Y, por supuesto, estas ventajas no eran más que las ventajas
en un momento perdidas y ahora valoradas de la vieja época del teléfono Bel
ciego y solo auditiva con sus 6 (y 62) agujeros en el aparato. La
única diferencia era que ahora este caro Tableau estúpido e irreal era
transmitido entre teleordenadores por líneas de videofibra de alto precio. Después
de que la gente internalizara y difundiera esta realidad entre los consumidores
(curiosamente, en gran parte por vía telefónica), ¿cuánto más tiempo podía un
microeconomista esperar que pasase antes de que fuera abandonada la videofonía
visual de alta tecnología y se retornase al viejo teléfono, no solo dictado por
el sentido común del consumidor, sino al cabo de un tiempo culturalmente aprobado
como una especie de integridad chic, no luditismo pero sí una especie de
trascendencia retrógrada de la alta tecnología de ciencia ficción como fin en
sí mismo, una trascendencia de la vanidad y de la esclavitud a la moda de la
alta tecnología que la gente percibe como poco atractiva en los demás?

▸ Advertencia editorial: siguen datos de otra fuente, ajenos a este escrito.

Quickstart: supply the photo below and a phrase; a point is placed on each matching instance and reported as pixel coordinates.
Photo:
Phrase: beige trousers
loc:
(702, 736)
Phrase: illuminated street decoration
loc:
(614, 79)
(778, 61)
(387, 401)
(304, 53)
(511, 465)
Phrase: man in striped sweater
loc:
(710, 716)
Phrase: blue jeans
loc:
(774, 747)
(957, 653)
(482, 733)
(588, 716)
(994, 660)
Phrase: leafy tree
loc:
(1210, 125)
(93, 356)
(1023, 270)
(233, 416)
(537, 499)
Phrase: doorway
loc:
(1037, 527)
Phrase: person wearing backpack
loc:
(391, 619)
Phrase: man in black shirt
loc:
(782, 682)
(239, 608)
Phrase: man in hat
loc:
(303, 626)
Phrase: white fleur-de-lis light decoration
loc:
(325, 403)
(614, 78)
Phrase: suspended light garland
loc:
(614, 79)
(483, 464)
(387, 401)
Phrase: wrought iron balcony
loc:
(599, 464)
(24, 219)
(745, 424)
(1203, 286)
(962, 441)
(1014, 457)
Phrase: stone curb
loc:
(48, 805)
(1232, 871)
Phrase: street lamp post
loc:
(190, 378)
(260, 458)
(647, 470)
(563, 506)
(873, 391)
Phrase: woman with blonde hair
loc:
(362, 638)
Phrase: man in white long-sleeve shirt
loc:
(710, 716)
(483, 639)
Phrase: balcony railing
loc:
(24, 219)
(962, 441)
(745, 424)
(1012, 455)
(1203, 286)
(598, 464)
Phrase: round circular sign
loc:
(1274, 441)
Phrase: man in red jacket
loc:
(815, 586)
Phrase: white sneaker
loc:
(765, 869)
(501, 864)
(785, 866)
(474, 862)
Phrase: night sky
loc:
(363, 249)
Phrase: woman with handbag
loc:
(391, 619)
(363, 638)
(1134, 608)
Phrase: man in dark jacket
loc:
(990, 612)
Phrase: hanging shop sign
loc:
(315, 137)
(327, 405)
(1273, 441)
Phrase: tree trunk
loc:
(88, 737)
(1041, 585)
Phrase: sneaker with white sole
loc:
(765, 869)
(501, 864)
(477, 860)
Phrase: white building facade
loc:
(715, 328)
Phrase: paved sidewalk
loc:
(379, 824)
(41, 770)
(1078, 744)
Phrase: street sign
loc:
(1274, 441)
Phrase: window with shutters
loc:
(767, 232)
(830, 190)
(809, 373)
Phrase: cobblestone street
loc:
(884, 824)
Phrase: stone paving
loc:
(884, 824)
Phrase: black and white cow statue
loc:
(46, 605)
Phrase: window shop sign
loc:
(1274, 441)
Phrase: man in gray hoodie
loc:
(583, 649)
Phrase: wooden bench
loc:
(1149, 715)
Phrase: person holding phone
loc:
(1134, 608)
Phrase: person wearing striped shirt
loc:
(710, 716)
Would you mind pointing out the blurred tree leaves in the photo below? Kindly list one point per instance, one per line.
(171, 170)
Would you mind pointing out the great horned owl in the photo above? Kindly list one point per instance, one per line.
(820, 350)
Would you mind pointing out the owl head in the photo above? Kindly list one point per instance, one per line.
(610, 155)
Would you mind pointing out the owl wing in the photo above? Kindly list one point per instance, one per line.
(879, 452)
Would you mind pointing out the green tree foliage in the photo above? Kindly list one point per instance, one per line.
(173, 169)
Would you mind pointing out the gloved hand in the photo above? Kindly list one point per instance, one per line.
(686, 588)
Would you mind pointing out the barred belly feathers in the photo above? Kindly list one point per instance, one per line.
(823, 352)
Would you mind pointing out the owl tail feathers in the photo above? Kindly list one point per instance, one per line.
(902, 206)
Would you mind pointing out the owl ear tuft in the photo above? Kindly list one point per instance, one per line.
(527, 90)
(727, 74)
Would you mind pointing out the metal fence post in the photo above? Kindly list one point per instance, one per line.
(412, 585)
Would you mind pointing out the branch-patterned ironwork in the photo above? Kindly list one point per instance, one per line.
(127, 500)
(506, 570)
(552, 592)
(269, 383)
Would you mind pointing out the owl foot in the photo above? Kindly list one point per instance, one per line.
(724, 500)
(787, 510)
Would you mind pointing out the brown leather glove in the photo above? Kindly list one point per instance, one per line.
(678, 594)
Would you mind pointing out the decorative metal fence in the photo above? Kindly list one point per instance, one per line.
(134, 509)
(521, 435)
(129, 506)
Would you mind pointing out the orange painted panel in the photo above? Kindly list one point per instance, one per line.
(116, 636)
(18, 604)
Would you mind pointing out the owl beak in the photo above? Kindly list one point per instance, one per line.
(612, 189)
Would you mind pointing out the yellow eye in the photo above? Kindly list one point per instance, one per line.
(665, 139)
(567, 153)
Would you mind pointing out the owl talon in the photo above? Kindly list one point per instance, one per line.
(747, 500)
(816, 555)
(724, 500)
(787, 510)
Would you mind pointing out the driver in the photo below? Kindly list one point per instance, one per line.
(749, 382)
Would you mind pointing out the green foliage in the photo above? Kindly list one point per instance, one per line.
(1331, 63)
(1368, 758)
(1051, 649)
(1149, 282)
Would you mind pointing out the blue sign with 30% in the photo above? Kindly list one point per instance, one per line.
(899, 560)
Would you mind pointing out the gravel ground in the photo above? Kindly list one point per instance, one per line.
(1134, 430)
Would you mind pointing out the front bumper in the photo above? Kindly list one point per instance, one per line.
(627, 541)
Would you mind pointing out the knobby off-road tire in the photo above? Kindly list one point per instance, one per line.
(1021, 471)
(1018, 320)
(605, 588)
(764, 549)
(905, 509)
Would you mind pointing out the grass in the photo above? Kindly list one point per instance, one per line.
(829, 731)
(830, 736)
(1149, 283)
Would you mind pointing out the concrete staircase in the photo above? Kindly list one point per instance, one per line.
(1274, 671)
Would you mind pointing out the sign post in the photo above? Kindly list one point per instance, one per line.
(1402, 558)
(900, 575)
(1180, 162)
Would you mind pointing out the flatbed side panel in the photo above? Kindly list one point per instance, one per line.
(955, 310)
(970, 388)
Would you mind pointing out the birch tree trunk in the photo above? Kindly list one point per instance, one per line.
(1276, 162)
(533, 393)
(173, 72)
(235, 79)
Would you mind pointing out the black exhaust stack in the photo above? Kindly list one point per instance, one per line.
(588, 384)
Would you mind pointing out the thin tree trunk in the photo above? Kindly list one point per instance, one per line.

En otras
palabras, el retorno a la telefonía solo hablada, al final de la curva de
demanda, se conviritó en una especie de símbolo de estatus de la antivanidad,
de modo que únicamente los usuarios que no se enteraban de nada siguieron
usando videofonía y Tableaux, por no mencionar las máscaras, y esa gente
negligente que seguía usando facsímiles se convirtió en un irónico símbolo
cultural de vana e indolente sumisión a las relaciones públicas corporativas y
a las novedades de la alta tecnología; en el Tiempo Subsidiado fueron los
equivalentes en cutrez de la gente con ropa deportiva, pinturas de terciopelo
negro, chalecos para sus perros, joyería eléctrica de circonio, raspadores de
lengua NoCoat, etcétera. La mayoría de los consumidores de comunicaciones
guardaron sus Tableaux de dioramas en el fondo de un estante cualquiera y
cubrieron las cámaras con tapas negras de lentes, y ahora usan los colgadores
para las máscaras al lado de la consola para colgar las nuevas agendas para
teléfonos y direcciones especialmente confeccionadas con un pequeño receptáculo
en el borde superior para que cuelguen de los gachos previamente destinados a
las máscaras. Pero incluso entonces, la mayoría de los consumidores de Estados
Unidos siguieron francamente refractarios a salir de sus casas y del
teleordenador e interfacear personalmente, aunque la persistencia de este
fenómeno no se puede atribuir exclusivamente a la moda pasajera de la
videofonía; de cualquier manera, esta nueva panagorafobia sirvió para abrir
nuevos y gigantescos mercados telecomputerizados para la compra diaria y su
transporte, y no causó demasiada preocupación a la industria.